This device allows for novel angles on love, marriage, jealousy and friendship. It suggests a universal multiplicity of gender. At its best, it results in surrealist comedy, playing on the psychoanalytic idea that whenever two people go to bed together, many others are in the bed with them.

Choreography by Smith (with contributions from her husband, Or Schraiber, who plays Aviva’s male side) enlivens the movie in a mode indebted to the Israeli choreographer Ohad Naharin, in whose Batsheva Dance Company Smith and Schraiber spent many years. The dancing is gutsy, sensual, uninhibited and a little too full of itself. Pride in frank eccentricity pushes at times into the unintentionally absurd. Still, it’s exciting how these dance sequences are treated like any other scene, and disappointing when the compulsion to justify them takes hold.

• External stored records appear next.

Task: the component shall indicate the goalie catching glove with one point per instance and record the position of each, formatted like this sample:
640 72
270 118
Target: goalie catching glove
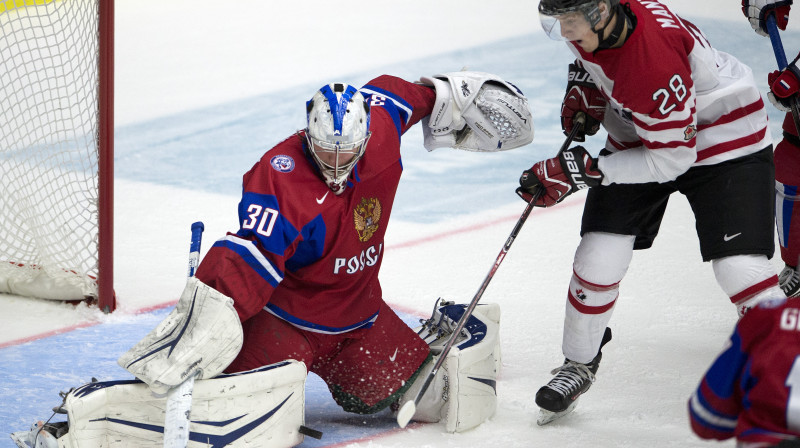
757 12
476 111
552 180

Those strengths and faults apply to the film in general. Yakin, best known for the unsubtle, conventional “Remember the Titans” (2000), has given himself a free hand to experiment. But that hand remains heavy, as when a flashback to gender confusion in Eden’s childhood is underlined as an obvious “Rosebud” moment. The surprising choices grow less surprising. A daring film becomes less daring than it might have been.

Aviva
Not rated. Running time: 1 hour 56 minutes. Watch on virtual cinemas.